Use Inline Edit (Cmd+K) for Implementation: Once you have the plan, highlight the specific block of code you want to change, hit Cmd+K (or equivalent inline editor), and describe the change. Inline models are highly optimized, use far less context history, and apply modifications directly.
Use Agent Mode ONLY for System-Wide Changes: Reserve the fully autonomous agent loops for complex refactoring that spans three or more files, or when hunting a tricky bug that requires running active test commands in the terminal.

6. Configure Local Offline Fallbacks

Not every task requires a frontier model like Claude 3.5 Sonnet or GPT-5. If you are writing standard boilerplate, generating basic test structures, or converting an array format, you are wasting money using a premium model.

We set up Ollama on our local developer machines, running DeepSeek-Coder-V2 (16B) and Llama-3-70B.

Routine Coding (Local): For day-to-day autocomplete, documentation drafting, and boilerplate, we switch our local editor models to our offline Ollama instances. They cost zero dollars, run at zero latency, and handle routine tasks beautifully.
Complex Reasoning (Cloud): We reserve our premium Claude API keys for the hard problems—architectural decisions, security reviews, and multi-file debugging.

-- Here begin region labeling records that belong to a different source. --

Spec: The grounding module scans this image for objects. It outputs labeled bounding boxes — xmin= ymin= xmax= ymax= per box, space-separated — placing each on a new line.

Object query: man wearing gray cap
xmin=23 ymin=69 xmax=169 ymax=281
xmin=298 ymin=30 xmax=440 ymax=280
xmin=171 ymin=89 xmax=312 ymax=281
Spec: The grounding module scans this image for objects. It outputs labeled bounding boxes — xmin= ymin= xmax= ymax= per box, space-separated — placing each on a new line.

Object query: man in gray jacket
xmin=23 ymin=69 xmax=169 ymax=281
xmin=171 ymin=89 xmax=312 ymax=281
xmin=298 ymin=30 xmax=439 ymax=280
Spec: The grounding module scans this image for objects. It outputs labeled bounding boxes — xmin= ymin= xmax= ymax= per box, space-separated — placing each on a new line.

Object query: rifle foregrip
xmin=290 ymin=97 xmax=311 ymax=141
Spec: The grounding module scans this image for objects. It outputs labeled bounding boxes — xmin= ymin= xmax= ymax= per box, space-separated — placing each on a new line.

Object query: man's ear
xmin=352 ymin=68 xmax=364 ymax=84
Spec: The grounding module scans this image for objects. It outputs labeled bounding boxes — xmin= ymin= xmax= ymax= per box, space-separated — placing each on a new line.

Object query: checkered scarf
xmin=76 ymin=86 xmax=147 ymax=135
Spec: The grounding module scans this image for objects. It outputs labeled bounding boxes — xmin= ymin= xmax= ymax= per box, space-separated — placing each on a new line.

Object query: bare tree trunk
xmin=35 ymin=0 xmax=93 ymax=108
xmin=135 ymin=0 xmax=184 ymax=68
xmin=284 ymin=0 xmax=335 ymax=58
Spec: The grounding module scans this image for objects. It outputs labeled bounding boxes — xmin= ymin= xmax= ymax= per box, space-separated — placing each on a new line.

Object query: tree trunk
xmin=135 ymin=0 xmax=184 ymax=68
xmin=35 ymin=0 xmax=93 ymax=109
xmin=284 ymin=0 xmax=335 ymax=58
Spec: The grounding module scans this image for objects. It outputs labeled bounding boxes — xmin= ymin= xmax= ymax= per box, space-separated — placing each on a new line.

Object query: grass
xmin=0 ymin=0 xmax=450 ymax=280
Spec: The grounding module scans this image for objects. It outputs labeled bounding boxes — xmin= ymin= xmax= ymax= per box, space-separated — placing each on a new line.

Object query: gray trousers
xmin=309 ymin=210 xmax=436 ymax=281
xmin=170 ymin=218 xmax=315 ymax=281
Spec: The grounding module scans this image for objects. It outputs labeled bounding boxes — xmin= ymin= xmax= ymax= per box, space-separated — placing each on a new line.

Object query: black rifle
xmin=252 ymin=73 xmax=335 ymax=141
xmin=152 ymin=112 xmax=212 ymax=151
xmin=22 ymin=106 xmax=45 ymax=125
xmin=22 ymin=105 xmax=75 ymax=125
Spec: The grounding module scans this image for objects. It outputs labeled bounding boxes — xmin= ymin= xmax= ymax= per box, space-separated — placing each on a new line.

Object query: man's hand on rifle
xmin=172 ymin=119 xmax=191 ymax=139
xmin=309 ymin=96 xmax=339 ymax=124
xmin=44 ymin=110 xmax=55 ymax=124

The Verdict: Reclaiming Your Budgets

By treating our API consumption like any other engineering bottleneck—measuring it, identifying waste, and applying technical optimizations—we transformed our AI tools from a luxury spend into a highly profitable utility.

You do not have to stop using agents to save money. You just have to stop sending them dead context, use modular rules, and let prompt caching do the heavy lifting.

Your development speed will stay exactly the same. Your finance lead, however, will be much happier.